Dori Cantrell is a genuine humanitarian—the outward opposite of everything Reid is about. When his DUI plea bargain lands him under her community service supervision, she proves unimpressed with his status and indifferent to his proximity, and he soon wants nothing more than to knock her off of her pedestal and prove she's human.

Counting the days until his month of service is over, Dori struggles to ignore his wicked magnetic pull while shocking him with her ability to see past his celebrity and challenging him to see his own wasted potential. But Dori has secrets of her own, safely locked away until one night turns her entire world upside down. Suddenly their only hope for connection and redemption hinges on one choice: whether or not to have faith in each other.

 
 

“When you finally figure out what you really want, everything else pales in comparison.”
Hands down, my favorite book of the series. Tammara Webber, you are my hero.
 
It’s no secret that I love Reid. From the beginning of the series, he just stood out to me. Yes, he was an egotistical, self-centered ass, but there was just something about him that drew me in. In Good For You, we get a Reid who has pretty much hit rock bottom. After a late night of partying, he crashes his brand new Porsche into a house. Because of his Hollywood status and his lawyer father, he gets off with a fine and some community service – helping build a house for the family he displaced.

While serving out this sentence, he meets Dori. Dori is everything Reid is not – selfless, a humanitarian, etc. She’s often labeled the “good girl” by everyone around her including Reid. But there are secrets of Dori’s past that she wants to keep hidden. Secrets that could destroy her if anyone ever found out.

I liked Dori from the beginning. She was spunky and completely unaffected by Reid’s Hollywood status – well, she wasn’t completely immune to the fact he was gorgeous. She talked back to him, didn’t fall for his lines and pushed him.

There are a lot of YA books out there that deal with a girl changing the evil ways of a playboy. What impressed me about Good For You was that Reid chose to save himself. Dori didn’t change him, she just helped him see the different roads he had before him. She caused him to start questioning the world around him and actually forced him to figure out what he wanted. All of the changes Reid undertook in this book, he did himself – for himself.

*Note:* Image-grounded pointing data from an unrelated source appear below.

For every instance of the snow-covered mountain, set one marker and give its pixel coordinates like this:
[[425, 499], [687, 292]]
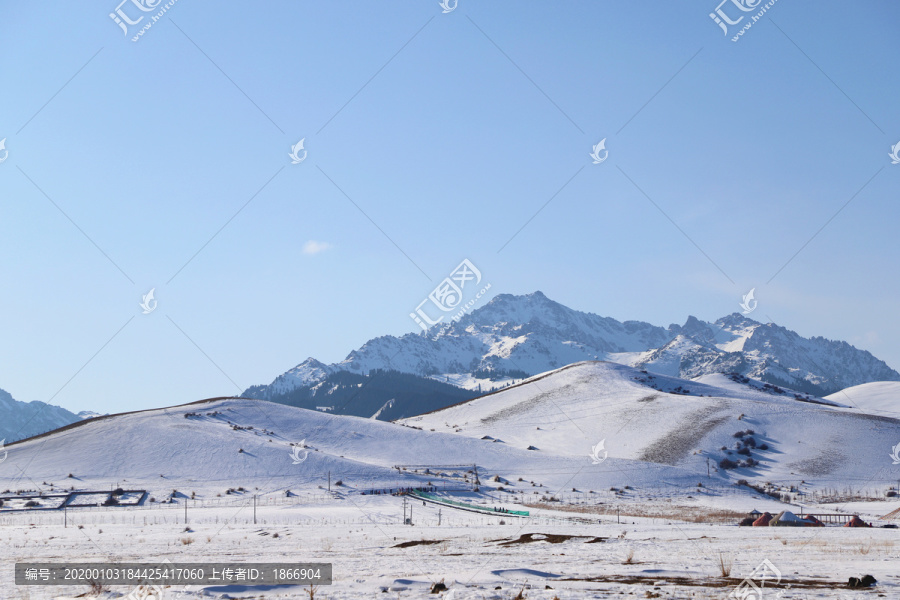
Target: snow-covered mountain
[[19, 420], [878, 398], [513, 337]]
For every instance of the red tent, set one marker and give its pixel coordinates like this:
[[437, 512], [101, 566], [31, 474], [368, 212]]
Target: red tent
[[763, 521]]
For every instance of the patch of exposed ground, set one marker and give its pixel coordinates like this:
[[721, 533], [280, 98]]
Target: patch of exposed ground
[[416, 543], [682, 439]]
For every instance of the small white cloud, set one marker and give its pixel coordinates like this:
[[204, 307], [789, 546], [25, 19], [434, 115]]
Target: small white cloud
[[314, 247]]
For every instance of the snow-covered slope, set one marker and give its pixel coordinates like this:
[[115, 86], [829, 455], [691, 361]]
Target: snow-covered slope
[[513, 337], [589, 425], [878, 398], [19, 420], [215, 445], [651, 418]]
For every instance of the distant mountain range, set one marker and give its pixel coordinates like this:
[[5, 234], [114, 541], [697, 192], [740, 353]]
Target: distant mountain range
[[513, 337], [20, 420]]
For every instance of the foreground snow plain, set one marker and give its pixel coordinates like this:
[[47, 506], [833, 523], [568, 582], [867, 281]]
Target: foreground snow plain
[[638, 557]]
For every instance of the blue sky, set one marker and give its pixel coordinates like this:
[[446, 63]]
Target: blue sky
[[431, 137]]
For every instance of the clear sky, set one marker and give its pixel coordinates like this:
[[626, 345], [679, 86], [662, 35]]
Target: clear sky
[[431, 137]]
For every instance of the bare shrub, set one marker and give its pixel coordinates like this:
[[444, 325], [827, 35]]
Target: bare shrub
[[725, 565]]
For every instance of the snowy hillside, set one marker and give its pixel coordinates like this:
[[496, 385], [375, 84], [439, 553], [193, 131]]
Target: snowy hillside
[[513, 337], [19, 420], [215, 445], [657, 419], [878, 398]]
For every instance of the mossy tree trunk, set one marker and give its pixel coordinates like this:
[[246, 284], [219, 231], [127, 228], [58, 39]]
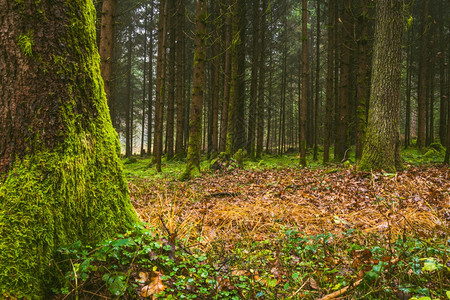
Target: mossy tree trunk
[[343, 101], [106, 48], [382, 147], [262, 83], [226, 80], [329, 85], [361, 74], [303, 102], [179, 139], [195, 126], [421, 86], [60, 176], [160, 84]]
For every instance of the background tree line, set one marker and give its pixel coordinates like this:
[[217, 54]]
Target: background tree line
[[263, 69]]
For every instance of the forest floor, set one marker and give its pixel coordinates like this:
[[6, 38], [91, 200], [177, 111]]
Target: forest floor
[[269, 229], [252, 219], [256, 204]]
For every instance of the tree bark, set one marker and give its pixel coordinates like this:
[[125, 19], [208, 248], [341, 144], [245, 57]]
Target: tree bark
[[421, 88], [361, 87], [106, 49], [329, 87], [226, 82], [344, 86], [252, 106], [150, 84], [195, 126], [303, 101], [262, 83], [160, 84], [317, 85], [61, 178], [144, 82], [382, 146], [179, 138], [128, 105]]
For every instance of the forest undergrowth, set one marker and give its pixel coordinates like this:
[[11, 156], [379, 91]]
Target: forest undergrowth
[[275, 231]]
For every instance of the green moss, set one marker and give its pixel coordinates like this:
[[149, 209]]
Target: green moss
[[25, 42]]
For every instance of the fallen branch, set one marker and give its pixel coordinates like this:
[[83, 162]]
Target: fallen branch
[[341, 291]]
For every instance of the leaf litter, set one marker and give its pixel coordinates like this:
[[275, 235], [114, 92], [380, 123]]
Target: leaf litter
[[257, 204], [226, 208]]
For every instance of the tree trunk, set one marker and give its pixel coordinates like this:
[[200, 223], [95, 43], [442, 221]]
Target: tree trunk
[[408, 89], [171, 82], [261, 85], [252, 106], [106, 49], [226, 83], [382, 146], [329, 87], [195, 126], [128, 106], [144, 82], [179, 139], [421, 88], [361, 88], [240, 138], [150, 85], [317, 90], [344, 86], [214, 133], [61, 178], [160, 84], [303, 101]]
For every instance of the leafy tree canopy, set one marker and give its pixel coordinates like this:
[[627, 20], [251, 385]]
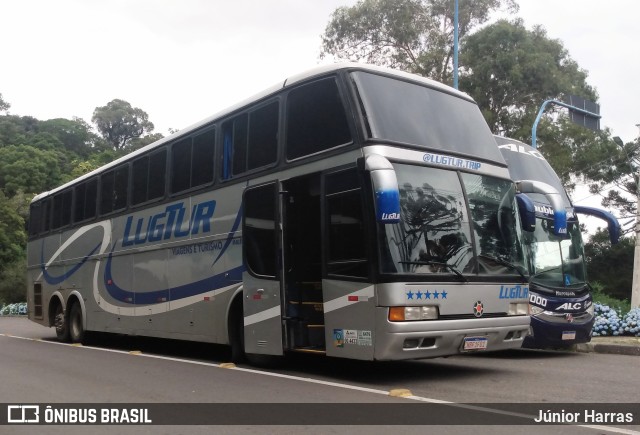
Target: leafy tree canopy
[[28, 168], [510, 71], [12, 235], [4, 106], [76, 134], [412, 35], [118, 122], [611, 265]]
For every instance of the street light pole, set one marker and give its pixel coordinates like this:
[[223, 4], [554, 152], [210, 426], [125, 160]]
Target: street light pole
[[635, 286], [455, 45]]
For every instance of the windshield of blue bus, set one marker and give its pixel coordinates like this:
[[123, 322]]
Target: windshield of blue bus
[[452, 223], [423, 117], [555, 261]]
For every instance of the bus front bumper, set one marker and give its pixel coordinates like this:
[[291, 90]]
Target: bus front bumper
[[435, 338]]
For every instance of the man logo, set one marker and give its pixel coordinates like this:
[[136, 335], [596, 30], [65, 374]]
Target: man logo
[[478, 309]]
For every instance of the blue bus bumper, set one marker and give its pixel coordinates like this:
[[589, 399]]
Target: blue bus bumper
[[559, 330]]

“I've changed since I've known you. Not because you made me into someone else - but because you showed me a path I'd never paid attention to, and I chose to follow it.”

Webber is a genius at character development and I can’t wait to see what else she has in store for us with this series.
 
 
 

1 comment :

  1. I read this series last year, and it was fantastic! I agree, I loved that in this novel, it isn't the girl saving the playboy or the bad boy, but the guy saved himself. This is why I loved it!